Just started learning python and wanted to make a calculator. I currently have some code that tries to turn what the user inputs into an integer, but what I want to do is be able to check if the attempt was successful or not.
Here is the part i'm having trouble with.
import sys
first_number = input('Enter a number: ')
try:
int(first_number)
except:
print("Sorry, that's not a number.")
exit()
You can just do:
try:
int(first_number)
print("try successful!")
except ValueError:
print("Sorry, that's not a number.")
print("try unsuccessful!")
exit()
To have this make more sense, make it a function:
def getNumber():
while True:
number = input('Enter a number: ')
if number.isnumeric():
return int(number)
print( "Not a number, please try again." )
You can set a flag after int that is only set on success:
success=False
nums=iter(['abc','123'])
while not success:
try:
x=int(next(nums))
success=True
except ValueError as e:
print(e, 'Try Again!')
print(x)
Prints:
invalid literal for int() with base 10: 'abc' Try Again!
123
First time with 'abc' is an error, second time a success.

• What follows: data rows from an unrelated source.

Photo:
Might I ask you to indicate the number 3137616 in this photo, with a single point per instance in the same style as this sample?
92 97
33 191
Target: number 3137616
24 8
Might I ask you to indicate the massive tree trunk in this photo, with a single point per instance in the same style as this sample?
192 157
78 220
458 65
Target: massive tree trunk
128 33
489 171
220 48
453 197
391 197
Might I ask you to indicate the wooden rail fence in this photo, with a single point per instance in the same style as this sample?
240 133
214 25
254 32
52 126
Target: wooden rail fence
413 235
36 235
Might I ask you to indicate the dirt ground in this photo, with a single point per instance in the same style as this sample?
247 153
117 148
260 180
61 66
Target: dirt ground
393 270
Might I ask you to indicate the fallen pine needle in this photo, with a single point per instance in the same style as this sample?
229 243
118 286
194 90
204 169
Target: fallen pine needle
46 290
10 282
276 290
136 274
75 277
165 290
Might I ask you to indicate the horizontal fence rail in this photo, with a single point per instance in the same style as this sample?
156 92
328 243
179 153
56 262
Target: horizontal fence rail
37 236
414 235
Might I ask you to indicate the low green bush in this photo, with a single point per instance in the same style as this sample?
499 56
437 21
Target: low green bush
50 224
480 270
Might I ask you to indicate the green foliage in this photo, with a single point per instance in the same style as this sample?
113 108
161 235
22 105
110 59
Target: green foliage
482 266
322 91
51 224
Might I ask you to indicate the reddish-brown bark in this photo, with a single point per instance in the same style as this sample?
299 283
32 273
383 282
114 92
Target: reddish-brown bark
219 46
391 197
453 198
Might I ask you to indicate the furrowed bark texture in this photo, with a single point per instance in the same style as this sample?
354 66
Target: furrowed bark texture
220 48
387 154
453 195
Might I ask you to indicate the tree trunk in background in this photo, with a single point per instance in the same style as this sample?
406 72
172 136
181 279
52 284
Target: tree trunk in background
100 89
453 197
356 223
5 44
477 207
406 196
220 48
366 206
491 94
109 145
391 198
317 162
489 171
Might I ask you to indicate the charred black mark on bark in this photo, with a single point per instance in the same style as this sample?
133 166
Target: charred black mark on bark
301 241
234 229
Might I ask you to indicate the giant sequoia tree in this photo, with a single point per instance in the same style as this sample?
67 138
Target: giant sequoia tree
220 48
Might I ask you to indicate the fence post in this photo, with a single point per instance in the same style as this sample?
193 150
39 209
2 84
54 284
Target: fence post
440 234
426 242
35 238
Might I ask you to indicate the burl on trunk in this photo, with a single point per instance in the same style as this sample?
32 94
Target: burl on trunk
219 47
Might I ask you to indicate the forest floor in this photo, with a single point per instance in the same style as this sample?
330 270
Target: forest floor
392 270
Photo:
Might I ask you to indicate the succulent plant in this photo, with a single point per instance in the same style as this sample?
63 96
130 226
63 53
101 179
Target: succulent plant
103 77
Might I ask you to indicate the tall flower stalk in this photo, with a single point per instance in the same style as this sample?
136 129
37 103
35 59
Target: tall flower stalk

Since nums first try is an error, that will not set success to True. Second time is not an error, success is set to True and the while loop terminates. You can use the same method with user input. The iterator is just simulating that...
So for your example:
success=False
while not success:
try:
n_string = input('Enter a number: ')
int(n_string)
success=True
except ValueError as e:
print(f'"{n_string}" is not a number. Try again')
Which is commonly simplified into this common idiom in Python for user input:
while True:
try:
n_string = input('Enter a number: ')
int(n_string)
break
except ValueError as e:
print(f'"{n_string}" is not a number. Try again')